Even so, Knowlton’s approach allows for the documentary to achieve an emotional resilience that’s striking. The stories of the transgender children and their parents, the many ups and down her own family faces as they ponder the repercussions of what might happen if this initiative were to achieve enough signatures to be placed on the November 2016 ballot, all of that matters in ways that grabbed ahold of my heart and refused to let go. Knowlton presents her information with succinct clarity, and anyone with even the passing pretense of an open mind will walk away from her film understanding just how insane and regressively idiotic (and downright vile) all of these anti-transgender measures ultimately prove to be.

I do understand there will be those reading this review who will insist that my only reason for championing this motion picture is due to the fact that I myself am a transgender woman.
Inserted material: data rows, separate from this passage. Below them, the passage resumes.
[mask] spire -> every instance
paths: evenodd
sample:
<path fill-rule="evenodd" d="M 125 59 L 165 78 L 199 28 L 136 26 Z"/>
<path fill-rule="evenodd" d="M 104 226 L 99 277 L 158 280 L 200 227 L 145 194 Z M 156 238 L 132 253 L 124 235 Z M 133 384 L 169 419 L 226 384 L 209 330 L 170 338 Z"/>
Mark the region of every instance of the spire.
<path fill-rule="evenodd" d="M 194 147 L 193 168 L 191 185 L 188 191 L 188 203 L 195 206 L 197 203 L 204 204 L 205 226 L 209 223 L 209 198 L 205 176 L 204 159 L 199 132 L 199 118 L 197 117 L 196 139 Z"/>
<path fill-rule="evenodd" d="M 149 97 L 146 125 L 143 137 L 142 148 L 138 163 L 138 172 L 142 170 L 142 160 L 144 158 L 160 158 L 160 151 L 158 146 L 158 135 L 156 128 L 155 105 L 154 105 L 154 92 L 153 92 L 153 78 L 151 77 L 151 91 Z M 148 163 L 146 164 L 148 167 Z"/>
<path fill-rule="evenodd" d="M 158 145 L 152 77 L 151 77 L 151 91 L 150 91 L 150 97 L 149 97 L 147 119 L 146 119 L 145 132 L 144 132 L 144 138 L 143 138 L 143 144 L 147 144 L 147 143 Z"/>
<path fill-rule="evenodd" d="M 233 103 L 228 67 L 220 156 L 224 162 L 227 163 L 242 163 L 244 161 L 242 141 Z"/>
That’s fine, believe that if you must, but that doesn’t change my opinion that The Most Dangerous Year is a powerfully moving piece of documentary filmmaking that cuts right to the core of a raging debate in a way that is passionate, thought-provoking and intellectually honest. In the wake of current events, it is ironically depressing that the Trump administration’s ban on transgender individuals serving in the military goes into effect the same day as this doc’s New York theatrical release, Knowlton’s feature couldn’t be more timely or essential. Open your hearts and your minds and give this one an immediate look.